Could this new scanning technology revolutionize the cargo screening industry?

March 7, 2014
Decision Sciences uses cosmic ray charge particles to detect explosives, nuclear materials

One of the biggest concerns in the wake of 9/11 was the potential of terrorists to smuggle radioactive material into the country using maritime shipping containers. As a result, the 9/11 Commission recommended in its report that the government enact legislation requiring that all cargo bound for the U.S. be screened for possible threats. Based on this recommendation, Congress passed a law mandating that all cargo containers be scanned for radioactive materials prior to being allowed entry into the country. Little did lawmakers realize, however, just how much of a logistical nightmare this would be to implement.

One of the reasons that ports around the world have been unable to screen all U.S.-bound cargo for threats is due to the fact that much of the screening technology in use today is not only expensive, but also burdensome to deploy. However, one company has created a scanning technology that could potentially revolutionize the way that cargo containers are screened in the future. Based just outside Washington, D.C. in Chantilly, Va., Decision Sciences International Corporation (DSIC) has created a scanning solution that uses cosmic ray charge particles to determine the density of objects within cargo containers.

“As earth hurdles through space, space is full of things left over from supernova explosions and other events in the cosmos. Those things floating around , when they hit the upper atmosphere we call them cosmic rays, and they sort of blow up the molecules and break them down into their subatomic components, explained Dr. Stanton Sloane, CEO of DSIC. “Two of those particles that result from the cosmic ray interaction are of interest to us; one is called a muon, the other is electrons.

“Muons are very dense, high mass, they travel at nearly the velocity of light and they have very little nuclear interaction as they traverse the atmosphere and materials. As they pass through things they sort of scatter and the amount of scattering is a function of the density of the material. So muons are very good for looking at high density materials. Of course, nuclear threats are very high density and tend to be uranium, plutonium and those sorts of things. The way the system works is we track the muon from above whatever we’re looking at and then again as it comes out of whatever we’re looking at. We look at that angular change, that’s the scattering angle and that correlates very well with the density of the materials.”

Additionally, the machine can also measure how electrons pass through or become absorbed by different materials, giving them the ability to also detect explosives and other types of contraband. “We can use the muons to measure density, we can use the electrons to measure chemistry and if you think of those two things on an XY plot, materials tend to differentiate themselves pretty well in XY space given those parameters,” he added.   

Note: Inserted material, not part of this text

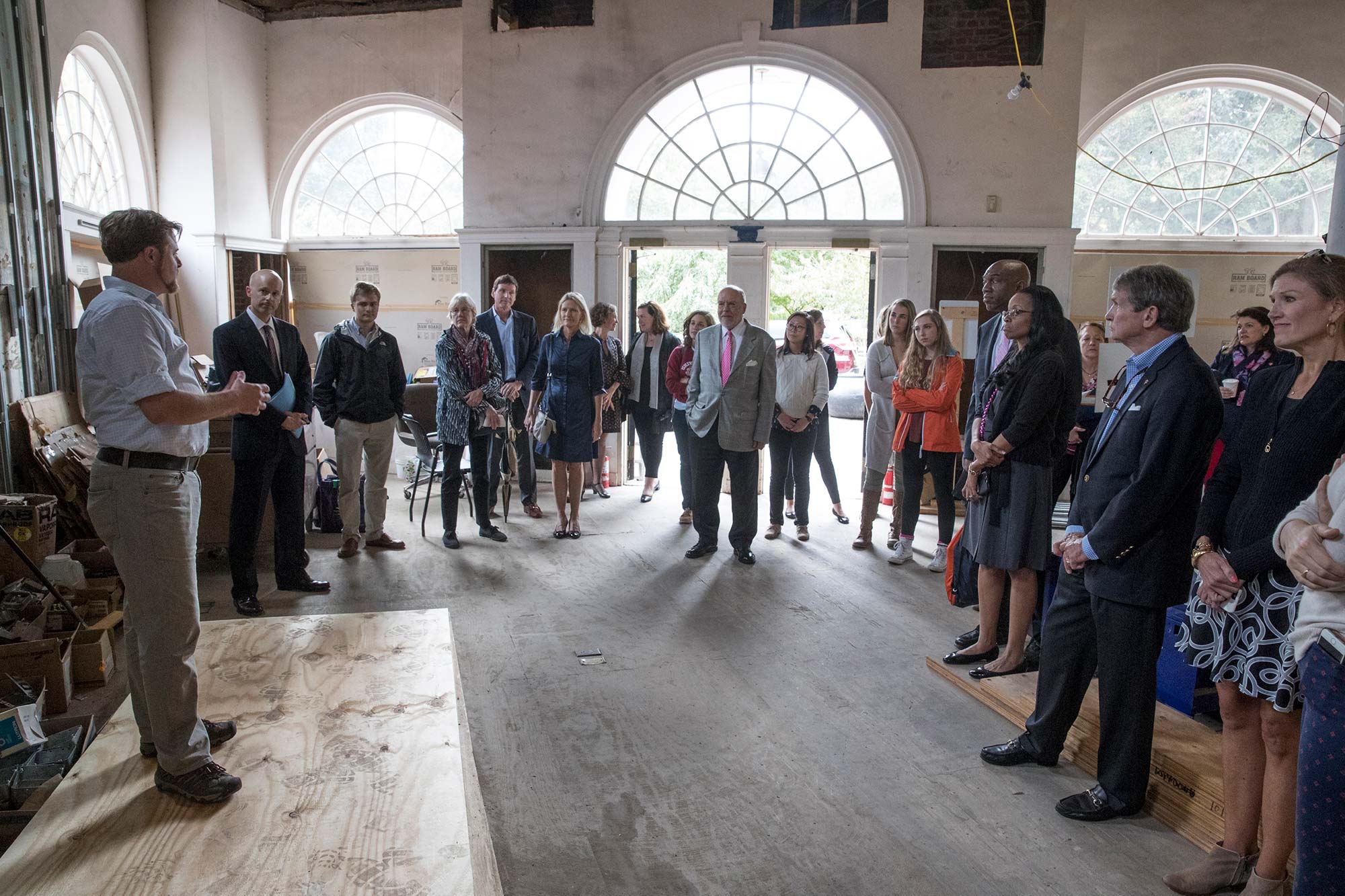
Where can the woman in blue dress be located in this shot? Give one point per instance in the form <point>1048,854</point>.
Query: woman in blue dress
<point>570,374</point>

Sloane said the images generated by the scanner are reconstructed in the same way that computer tomography works in the medical imaging environments, providing users with a three-dimensional view of the container.

Although the scanning machine itself is relatively simple physically – a network of aluminum tubing that contains no moving parts – the complexity of the system is in the software algorithms the company has developed.

“It’s completely passive; the only energy we need is the cosmic rays, which are raining down on us all the time anyway,” said Sloane. “Therefore, the machine is very reliable, uses very little power, is very easy to maintain and it has no deleterious effects on people, food or animals. You can place it where people work because there is no radiation, so it’s very flexible in its operation concept.”

Because the technology is safe for use around people, containers can be loaded onto a truck and driven directly into the machine without the driver having to exit vehicle. Sloane said the typical time to clear a container where no threat is present is on the order of 35 to 45 seconds.

According to Sloane, the company’s origins began in 2006 when several investors saw technology at Los Alamos National Laboratory in New Mexico, which they thought held real potential to satisfy the requirements of the cargo screening mandate. They would later license the technology from Los Alamos and put money into research and development, which Sloane said culminated in the development of a full-size test article in August of 2011, followed by a full-size operational system that was implemented in Freeport in the Bahamas one year later.

While maritime ports are obviously the company’s main focus, Sloane said that because the machine is flexible and can be scaled up or down depending on the application, air cargo facilities, border crossings and critical infrastructure locations are other places where the technology could be used.

“We continue development and we’ve been running the Freeport system for a year and half collecting data. We have a couple of government contracts for testing and evaluation, one of those is with the Department of Homeland Security’s Nuclear Detection Office and that’s ongoing,” said Sloane. “Then there’s a program that we just completed with the Department of Defense with the counterterrorism technology support office and that is to evaluate the machine for detection of explosives and other contraband materials. That went very well and we’re developing software now to add that capability to the machine.”